Synthesis of 50–150 compounds, from confirmed vendor availability or in-house synthesis, runs 4–8 weeks. Biophysical confirmation (SPR, ITC, or fluorescence displacement against the PPI target) on the synthesized set runs 3–4 weeks in parallel with ongoing synthesis. First confirmed binders, with structural information from binding mode prediction: 10–14 weeks from target characterization initiation.

A Concrete Scenario

Consider an early-stage oncology biotech team evaluating a KRAS/SOS1 PPI disruption program. The team has access to published structural data on the KRAS-SOS1 interface (multiple PDB entries are in the public domain), a proprietary compound library of approximately 80,000 SMILES, and in-house synthesis capacity for 100–200 compounds per quarter.

Running the traditional HTS approach on an 80K compound library is a smaller campaign than a typical pharmaceutical HTS, but still requires assay development, plate preparation, and the full confirmation workflow — estimating 9–12 months to first confirmed hit series. Running the computational pre-screening approach: KRAS/SOS1 interface characterization using published structures and MD validation takes 3 weeks. Virtual screening of the 80K library takes 2 days computationally plus 1 week for ADMET triage. Synthesis recommendation list of 120 compounds delivered at week 4. Synthesis and biophysical confirmation completed by week 14. First confirmed KRAS/SOS1 PPI disruptors identified, with binding mode predictions and initial SAR vectors, at approximately 3.5 months from project initiation.

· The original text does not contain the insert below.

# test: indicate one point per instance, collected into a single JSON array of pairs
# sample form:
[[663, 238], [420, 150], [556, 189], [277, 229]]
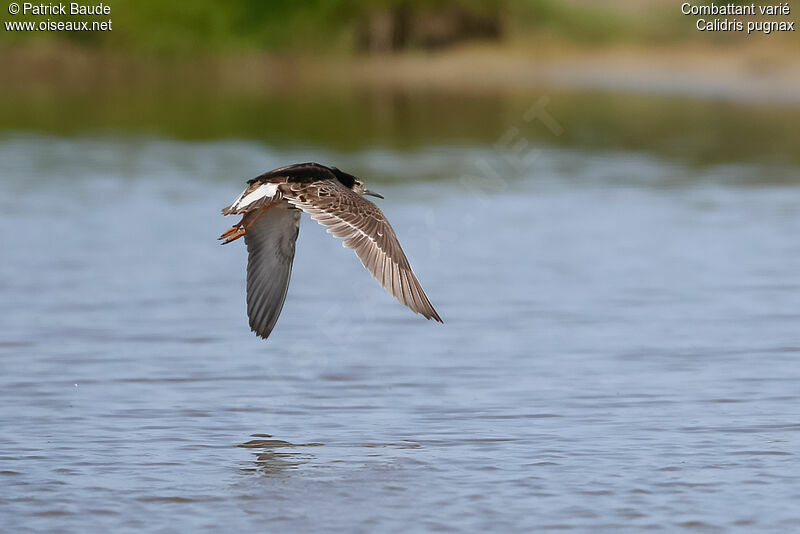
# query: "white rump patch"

The compression from 12–18 months to 3–4 months is not achieved by skipping the experimental confirmation — those experiments still happen. The compression comes from entering the experimental phase with 120 computationally prioritized compounds rather than screening 80,000 compounds to find the same 120. The synthesis investment is 120 compounds instead of 80,000 assay points. The hit rate in the 120-compound experimentally tested set will be higher (10–25% is a realistic target for a well-executed computational screen versus 0.1–0.5% for unbiased HTS) because the compounds were selected for interface engagement, not tested randomly.

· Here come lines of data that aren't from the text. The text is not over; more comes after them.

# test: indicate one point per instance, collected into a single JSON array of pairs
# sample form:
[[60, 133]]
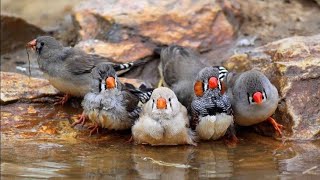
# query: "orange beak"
[[161, 103], [257, 97], [110, 82], [213, 83], [32, 44]]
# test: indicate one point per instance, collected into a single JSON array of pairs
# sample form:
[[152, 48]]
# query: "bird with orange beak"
[[68, 68], [211, 110], [110, 104], [163, 121], [254, 99], [179, 67]]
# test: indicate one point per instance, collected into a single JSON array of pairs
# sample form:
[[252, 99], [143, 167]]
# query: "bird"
[[178, 69], [68, 69], [163, 121], [254, 98], [110, 104], [211, 110]]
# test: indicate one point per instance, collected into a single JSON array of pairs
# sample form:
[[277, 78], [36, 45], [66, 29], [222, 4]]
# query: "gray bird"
[[254, 99], [179, 67], [211, 111], [110, 104], [163, 121], [68, 69]]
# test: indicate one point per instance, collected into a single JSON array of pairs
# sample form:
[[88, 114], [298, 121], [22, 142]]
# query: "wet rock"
[[293, 65], [16, 32], [16, 87], [130, 30]]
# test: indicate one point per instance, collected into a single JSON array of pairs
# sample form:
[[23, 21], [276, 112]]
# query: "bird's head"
[[163, 104], [207, 79]]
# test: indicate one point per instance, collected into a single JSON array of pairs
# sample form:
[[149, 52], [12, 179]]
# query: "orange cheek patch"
[[213, 83], [198, 88], [110, 82]]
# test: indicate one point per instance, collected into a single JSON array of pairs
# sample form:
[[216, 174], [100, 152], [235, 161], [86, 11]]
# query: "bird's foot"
[[94, 128], [130, 140], [62, 100], [275, 125], [81, 120]]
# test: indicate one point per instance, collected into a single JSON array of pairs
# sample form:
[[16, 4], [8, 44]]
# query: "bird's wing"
[[78, 62]]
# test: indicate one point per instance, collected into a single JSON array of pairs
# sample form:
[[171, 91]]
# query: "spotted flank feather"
[[212, 103]]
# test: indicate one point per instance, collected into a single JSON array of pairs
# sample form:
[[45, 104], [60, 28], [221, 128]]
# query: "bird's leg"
[[93, 128], [275, 125], [160, 83], [81, 120], [63, 100], [230, 137], [130, 140]]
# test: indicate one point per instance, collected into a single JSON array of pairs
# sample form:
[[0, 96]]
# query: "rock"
[[16, 32], [273, 20], [293, 66], [131, 30], [16, 87], [125, 51]]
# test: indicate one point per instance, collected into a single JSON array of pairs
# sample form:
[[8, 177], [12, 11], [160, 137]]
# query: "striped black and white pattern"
[[211, 104]]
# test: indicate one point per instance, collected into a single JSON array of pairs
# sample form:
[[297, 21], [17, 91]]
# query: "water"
[[38, 142]]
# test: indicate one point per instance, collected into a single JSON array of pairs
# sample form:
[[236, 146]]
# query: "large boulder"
[[16, 87], [16, 32], [129, 30], [293, 66]]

What the Compression Does Not Do

We're not saying the computational workflow eliminates the need for experimental chemistry — it does not. Confirmed computational hits still need synthesis, biophysical characterization, structural confirmation where possible, and the full lead optimization cycle. ADMET challenges specific to PPI disruptors (a topic we treat in depth separately) are not resolved computationally — they must be addressed in the chemistry. The timeline compression applies to the hit identification phase, not to the lead optimization and preclinical development phases that follow it.

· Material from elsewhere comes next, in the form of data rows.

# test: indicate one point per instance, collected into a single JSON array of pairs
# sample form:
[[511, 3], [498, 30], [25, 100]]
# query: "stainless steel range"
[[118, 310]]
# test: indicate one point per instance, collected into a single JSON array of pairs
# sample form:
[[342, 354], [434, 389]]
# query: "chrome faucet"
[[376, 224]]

There is also a compound quality caveat. Computational screening identifies structural matches to the pharmacophore, not drug candidates. The compounds that emerge from pre-screening are starting points: they have predicted hot-spot engagement and acceptable computational ADMET profiles. Some will confirm experimentally. Some will not, due to factors the scoring function cannot capture — induced-fit effects, solubility artifacts in the biophysical assay, or scaffold-specific reactivity. The false positive rate for computational PPI screening is higher than for enzyme-targeted screening, in part because the experimental ΔΔG training data is sparser and the force field terms are less precisely calibrated for PPI interface geometries.

For discovery teams evaluating whether the computational-first approach makes sense for their PPI program, the key question is resource constraint: if the constraint is synthesis capacity and biophysical assay throughput (typical of early-stage biotechs), then computational pre-screening delivers maximum utility by focusing limited synthesis resources. If the constraint is time-to-data and the organization has access to large-scale HTS infrastructure, the calculus is different. For most pre-clinical PPI programs in resource-constrained settings, the computational-first approach compresses the timeline in a way that is meaningful for program timelines and funding decisions.